Kim Pyung-Wha, Choe Seon, Han Kyungsun, Yang Changsop, Lee Jinbok, Kim Sungha, Shin Minseop
Clinical Medicine Division, Korea Institute of Oriental Medicine, Daejeon, Republic of Korea.
Division of Biomedical Informatics, Seoul National University College of Medicine, Seoul, Republic of Korea.
J Pharmacopuncture. 2021 Jun 30;24(2):76-83. doi: 10.3831/KPI.2021.24.2.76.
While carpal tunnel syndrome (CTS) is the most common entrapment neuropathy affecting the wrist, resulting in substantial physical, psychological, and economic effects, there is no gold standard therapy for CTS. In this case series study, we aimed to report CTS patients treated with Pharmacopuncture (CSP) and electroacupuncture (EA) showing improvements in their symptoms, and the combinatorial effects of CSP and EA. We collected medical records of CTS outpatients who received CSP and EA at Chuk-u Acupuncture & Moxibustion Korean Medicine Clinic from August 2017 to September 2018. The outcome measures were the visual analog scale (VAS) for pain, paresthesia, the Korean version of the Boston carpal tunnel questionnaire (K-BCTQ) score, and changes in nocturnal pain, Tinel sign, and Phalen's test. We included patient satisfaction at the completion of all treatments. 17 patients were included for this case series study. After treatment, VAS for pain decreased significantly from 50.41 ± 16.19 to 9.59 ± 9.46, VAS for paresthesia also decreased significantly from 63.50 ± 11.49 to 14.75 ± 12.97, and K-BCTQ symptom severity scale decreased from 2.48 ± 0.68 to 1.89 ± 0.70 (all p < 0.001). Nocturnal pain, Tinel signs, and Phalen's test showed improvements after all the treatments. All the patients reported favorable overall satisfaction with the treatments, and 69.23% wanted future pharmacopuncture treatments if CTS recurred. No complications were detected. The combination of CSP and EA could be an effective and safe option in treating CTS.

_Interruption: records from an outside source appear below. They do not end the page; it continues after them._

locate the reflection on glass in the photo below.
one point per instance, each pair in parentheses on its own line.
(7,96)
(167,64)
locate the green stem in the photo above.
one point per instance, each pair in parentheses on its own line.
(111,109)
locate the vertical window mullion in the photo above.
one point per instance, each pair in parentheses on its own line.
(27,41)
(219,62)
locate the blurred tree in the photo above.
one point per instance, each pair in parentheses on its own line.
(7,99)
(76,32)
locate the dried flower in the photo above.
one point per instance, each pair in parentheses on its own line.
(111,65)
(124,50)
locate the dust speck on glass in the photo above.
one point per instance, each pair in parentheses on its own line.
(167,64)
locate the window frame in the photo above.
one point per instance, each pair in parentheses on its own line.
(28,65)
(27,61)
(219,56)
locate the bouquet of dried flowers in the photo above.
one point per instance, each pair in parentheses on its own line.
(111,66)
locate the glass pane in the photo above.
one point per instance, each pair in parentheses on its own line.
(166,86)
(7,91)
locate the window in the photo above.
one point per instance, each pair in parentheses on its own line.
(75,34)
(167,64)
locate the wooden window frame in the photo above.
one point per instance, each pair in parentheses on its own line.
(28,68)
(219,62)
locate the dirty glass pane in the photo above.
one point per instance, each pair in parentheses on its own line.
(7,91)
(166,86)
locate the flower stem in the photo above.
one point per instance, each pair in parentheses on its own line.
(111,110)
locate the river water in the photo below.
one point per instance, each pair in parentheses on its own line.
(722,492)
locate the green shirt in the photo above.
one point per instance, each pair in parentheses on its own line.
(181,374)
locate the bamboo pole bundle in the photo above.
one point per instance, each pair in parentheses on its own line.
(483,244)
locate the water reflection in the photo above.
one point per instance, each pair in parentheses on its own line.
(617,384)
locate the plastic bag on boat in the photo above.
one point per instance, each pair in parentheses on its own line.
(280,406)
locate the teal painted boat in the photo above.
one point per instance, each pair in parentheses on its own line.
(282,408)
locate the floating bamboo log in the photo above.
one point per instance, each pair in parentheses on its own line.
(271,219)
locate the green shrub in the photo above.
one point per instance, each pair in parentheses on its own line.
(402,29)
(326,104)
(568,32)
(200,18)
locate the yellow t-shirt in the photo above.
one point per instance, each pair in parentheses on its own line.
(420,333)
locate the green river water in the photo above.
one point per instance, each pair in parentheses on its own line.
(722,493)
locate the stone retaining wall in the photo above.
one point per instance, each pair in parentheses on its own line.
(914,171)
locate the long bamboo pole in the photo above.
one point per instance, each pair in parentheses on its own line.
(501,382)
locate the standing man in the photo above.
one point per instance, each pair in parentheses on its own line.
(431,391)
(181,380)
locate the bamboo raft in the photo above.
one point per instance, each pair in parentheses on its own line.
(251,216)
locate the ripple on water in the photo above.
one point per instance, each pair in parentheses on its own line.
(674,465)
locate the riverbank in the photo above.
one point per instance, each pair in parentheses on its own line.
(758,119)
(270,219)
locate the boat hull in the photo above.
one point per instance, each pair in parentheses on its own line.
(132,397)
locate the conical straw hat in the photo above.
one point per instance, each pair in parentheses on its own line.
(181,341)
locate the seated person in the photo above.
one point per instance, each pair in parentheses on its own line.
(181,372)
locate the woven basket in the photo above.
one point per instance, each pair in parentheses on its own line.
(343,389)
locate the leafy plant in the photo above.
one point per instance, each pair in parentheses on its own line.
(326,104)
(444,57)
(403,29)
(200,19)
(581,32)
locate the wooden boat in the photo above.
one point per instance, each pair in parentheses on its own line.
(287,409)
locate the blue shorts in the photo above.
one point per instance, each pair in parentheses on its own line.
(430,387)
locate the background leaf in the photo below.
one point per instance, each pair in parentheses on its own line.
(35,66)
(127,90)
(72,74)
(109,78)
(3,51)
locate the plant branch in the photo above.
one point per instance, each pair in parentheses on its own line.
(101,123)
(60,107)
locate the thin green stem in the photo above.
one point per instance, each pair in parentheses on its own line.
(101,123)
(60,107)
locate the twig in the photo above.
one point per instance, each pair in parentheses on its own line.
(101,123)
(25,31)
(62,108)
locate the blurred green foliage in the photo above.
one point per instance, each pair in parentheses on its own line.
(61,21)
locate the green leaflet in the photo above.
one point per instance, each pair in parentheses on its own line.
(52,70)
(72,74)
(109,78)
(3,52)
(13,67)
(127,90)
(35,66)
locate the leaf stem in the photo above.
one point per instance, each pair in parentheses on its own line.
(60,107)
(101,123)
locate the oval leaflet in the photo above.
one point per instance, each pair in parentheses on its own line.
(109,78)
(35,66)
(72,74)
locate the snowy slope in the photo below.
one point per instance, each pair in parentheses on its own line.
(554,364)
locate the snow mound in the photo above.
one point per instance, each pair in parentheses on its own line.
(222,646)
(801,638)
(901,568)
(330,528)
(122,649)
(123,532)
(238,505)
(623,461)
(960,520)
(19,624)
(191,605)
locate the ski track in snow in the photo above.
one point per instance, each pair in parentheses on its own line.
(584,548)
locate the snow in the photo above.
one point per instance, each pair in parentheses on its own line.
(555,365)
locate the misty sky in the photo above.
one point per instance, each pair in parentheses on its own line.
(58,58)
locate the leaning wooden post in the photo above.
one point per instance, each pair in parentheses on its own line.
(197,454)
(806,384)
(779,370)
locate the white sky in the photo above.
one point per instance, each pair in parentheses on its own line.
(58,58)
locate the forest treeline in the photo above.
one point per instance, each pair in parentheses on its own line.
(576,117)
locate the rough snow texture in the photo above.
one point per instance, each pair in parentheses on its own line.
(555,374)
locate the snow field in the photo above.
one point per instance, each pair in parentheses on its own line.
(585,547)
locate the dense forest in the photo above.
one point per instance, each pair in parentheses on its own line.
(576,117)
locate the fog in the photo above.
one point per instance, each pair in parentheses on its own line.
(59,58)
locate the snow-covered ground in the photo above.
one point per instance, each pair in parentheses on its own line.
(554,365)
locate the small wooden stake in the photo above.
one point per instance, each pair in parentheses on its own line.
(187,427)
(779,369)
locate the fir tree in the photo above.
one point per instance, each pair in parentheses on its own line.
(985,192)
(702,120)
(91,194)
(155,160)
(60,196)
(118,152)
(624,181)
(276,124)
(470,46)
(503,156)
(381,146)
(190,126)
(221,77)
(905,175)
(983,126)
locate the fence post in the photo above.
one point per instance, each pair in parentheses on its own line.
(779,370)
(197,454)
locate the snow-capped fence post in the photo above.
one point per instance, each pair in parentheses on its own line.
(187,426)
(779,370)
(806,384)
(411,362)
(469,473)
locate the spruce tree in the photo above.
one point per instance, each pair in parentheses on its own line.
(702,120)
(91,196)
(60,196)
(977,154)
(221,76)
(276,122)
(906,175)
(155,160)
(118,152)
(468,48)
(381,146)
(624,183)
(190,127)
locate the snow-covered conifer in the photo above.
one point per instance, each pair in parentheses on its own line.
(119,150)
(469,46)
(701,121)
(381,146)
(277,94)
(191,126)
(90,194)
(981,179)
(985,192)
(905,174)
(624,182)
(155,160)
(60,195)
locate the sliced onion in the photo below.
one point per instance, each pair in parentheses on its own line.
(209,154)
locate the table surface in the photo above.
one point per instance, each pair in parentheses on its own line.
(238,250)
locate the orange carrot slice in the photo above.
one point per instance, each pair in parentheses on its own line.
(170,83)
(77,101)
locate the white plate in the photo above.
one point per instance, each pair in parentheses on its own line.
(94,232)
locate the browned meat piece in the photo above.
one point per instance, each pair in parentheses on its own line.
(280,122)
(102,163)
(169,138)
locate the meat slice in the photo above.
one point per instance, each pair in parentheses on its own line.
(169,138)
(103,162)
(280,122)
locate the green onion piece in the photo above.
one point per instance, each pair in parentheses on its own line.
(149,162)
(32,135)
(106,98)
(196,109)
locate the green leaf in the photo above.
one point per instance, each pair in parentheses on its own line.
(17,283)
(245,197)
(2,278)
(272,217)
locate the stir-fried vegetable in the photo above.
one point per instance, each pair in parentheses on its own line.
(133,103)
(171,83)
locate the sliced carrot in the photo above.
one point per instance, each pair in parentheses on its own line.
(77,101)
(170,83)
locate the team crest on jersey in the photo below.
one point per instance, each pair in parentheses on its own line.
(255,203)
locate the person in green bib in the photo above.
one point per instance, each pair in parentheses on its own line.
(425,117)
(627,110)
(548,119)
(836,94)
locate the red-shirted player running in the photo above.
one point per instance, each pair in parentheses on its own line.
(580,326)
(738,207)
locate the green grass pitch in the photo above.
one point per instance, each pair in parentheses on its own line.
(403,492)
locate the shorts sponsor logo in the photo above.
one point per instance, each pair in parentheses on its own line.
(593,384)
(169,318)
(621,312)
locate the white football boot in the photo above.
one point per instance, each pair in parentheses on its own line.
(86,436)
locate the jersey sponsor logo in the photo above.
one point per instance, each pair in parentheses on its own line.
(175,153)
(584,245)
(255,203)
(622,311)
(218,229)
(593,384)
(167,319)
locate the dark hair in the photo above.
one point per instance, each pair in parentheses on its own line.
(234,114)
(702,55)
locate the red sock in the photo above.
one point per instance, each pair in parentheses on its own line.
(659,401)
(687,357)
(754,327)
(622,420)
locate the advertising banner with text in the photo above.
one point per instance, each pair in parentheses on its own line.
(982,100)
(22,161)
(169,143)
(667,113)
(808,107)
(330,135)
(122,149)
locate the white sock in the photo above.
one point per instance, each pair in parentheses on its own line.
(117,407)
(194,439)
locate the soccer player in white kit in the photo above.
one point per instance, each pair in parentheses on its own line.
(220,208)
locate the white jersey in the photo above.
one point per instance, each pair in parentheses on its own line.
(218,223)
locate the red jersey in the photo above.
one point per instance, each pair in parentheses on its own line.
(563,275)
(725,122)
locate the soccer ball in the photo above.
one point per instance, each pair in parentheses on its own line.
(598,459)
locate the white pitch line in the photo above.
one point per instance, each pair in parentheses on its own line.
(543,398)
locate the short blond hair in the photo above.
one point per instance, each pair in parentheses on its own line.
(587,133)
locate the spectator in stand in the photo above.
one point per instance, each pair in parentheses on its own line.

虽然腕管综合征(CTS)是影响手腕的最常见的卡压性神经病,会对身体、心理和经济造成重大影响,但目前尚无治疗CTS的金标准疗法。在本病例系列研究中,我们旨在报告接受药针疗法(CSP)和电针疗法(EA)治疗后症状有所改善的CTS患者,以及CSP和EA的联合效果。我们收集了2017年8月至2018年9月在忠武针灸韩医诊所接受CSP和EA治疗的CTS门诊患者的病历。观察指标包括疼痛、感觉异常的视觉模拟量表(VAS)、波士顿腕管问卷韩文版(K-BCTQ)评分,以及夜间疼痛、Tinel征和Phalen试验的变化。我们纳入了所有治疗结束时的患者满意度。本病例系列研究共纳入17例患者。治疗后,疼痛VAS评分从50.41±16.19显著降至9.59±9.46,感觉异常VAS评分也从63.50±11.49显著降至14.75±12.97,K-BCTQ症状严重程度量表从2.48±0.68降至1.89±0.70(所有p<0.001)。所有治疗后夜间疼痛、Tinel征和Phalen试验均有改善。所有患者对治疗的总体满意度良好,69.23%的患者表示如果CTS复发,希望未来接受药针治疗。未发现并发症。CSP和EA联合使用可能是治疗CTS的一种有效且安全的选择。